Seth Herd 3 May 2025 22:38 UTC
4 points
0
This is great! I am puzzled as to how this got so few upvotes. I just added a big upvote after getting back to reading it in full.

I think consideration of alignment targets has fallen out of favor as people have focused more on understanding current AI and technical approaches to directing it—or completely different activities for those who think we shouldn’t be trying to align LLM-based AGI at all. But I think it’s still important work that must be done before someone launches a “real” (autonomous, learning, and competent) AGI.

I agree that people mean different things by alignment targets. I also think it’s quite helpful to have a summary of how they’re defined and implemented for training current systems.

This will be my new canonical reference for what is meant by “alignment target” in the context of network-based AI.

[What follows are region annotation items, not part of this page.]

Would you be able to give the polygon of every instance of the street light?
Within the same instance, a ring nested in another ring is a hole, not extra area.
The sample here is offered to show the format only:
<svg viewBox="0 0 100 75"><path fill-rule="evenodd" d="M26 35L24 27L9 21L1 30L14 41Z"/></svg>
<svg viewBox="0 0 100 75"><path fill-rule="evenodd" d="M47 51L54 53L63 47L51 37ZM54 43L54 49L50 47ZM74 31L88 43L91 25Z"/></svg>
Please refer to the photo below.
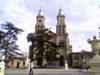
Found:
<svg viewBox="0 0 100 75"><path fill-rule="evenodd" d="M95 55L90 60L89 64L91 67L91 75L100 75L100 39L97 39L96 36L93 39L88 39L88 43L91 45L93 52Z"/></svg>

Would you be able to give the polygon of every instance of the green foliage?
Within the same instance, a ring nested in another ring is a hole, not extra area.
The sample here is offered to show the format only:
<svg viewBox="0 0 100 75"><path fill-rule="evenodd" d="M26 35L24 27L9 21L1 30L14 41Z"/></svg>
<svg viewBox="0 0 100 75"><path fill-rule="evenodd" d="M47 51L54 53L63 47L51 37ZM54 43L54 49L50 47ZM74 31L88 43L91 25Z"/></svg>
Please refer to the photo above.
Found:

I have only one major hesitation or caveat. I am wary of even using the term “alignment” for current LLMs, because they do not strongly pursue goals in a consequentialist way nor do they evolve over time as they learn and think, as I expect future really dangerous AI. will do. LLM AGI will have memory, and memory changes alignment is my clearest statement to date of why. (I’ve also used the term The alignment stability problem for this gap in what current prosaic alignment work addresses. However using “alignment” and “alignment target” for both current and future systems seems inevitable and more-or-less correct; I just use and think about the two uses of the terms with caution.

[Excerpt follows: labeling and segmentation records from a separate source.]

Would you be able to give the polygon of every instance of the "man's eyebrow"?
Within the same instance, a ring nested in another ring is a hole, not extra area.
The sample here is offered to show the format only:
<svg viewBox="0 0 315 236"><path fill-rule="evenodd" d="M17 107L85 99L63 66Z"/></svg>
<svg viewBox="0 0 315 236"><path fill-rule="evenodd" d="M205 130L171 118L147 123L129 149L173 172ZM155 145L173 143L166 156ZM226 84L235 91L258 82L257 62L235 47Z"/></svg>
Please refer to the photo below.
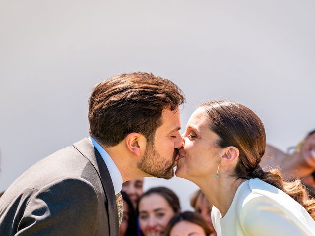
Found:
<svg viewBox="0 0 315 236"><path fill-rule="evenodd" d="M170 134L171 133L173 133L173 132L178 131L178 130L179 130L181 129L181 128L180 127L177 127L175 128L175 129L174 129L173 130L172 130L169 133Z"/></svg>
<svg viewBox="0 0 315 236"><path fill-rule="evenodd" d="M191 232L191 233L189 233L188 234L188 236L191 236L191 235L194 235L195 234L198 234L198 232Z"/></svg>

Your proposal of an alignment target sounds a good bit like my Instruction-following and like Max Harms’ Corrigibility as Singular Target, which I highly recommend if you want to pursue that direction.
- Richard Juggins 5 May 2025 19:45 UTC
  1 point
  0
  Parent
  Thank you for your kind words! I’m glad you liked it. Your instruction-following post is a good fit for one of my examples, so I will edit in a link to it.
  
  I agree that alignment is a somewhat awkwardly-used term. I think the original definition relies on AI having quite cleanly defined goals in a way that is probably unrealistic for sufficiently complex systems, and certainly doesn’t apply to LLMs. As a result, it often ends up being approximated to mean something more like directing a set of behavioural tendencies, like trying to teach the AI to always take the appropriate action in any given context. I tend to lean into this latter interpretation.
  
  I haven’t had time to read your other links yet but will take a look!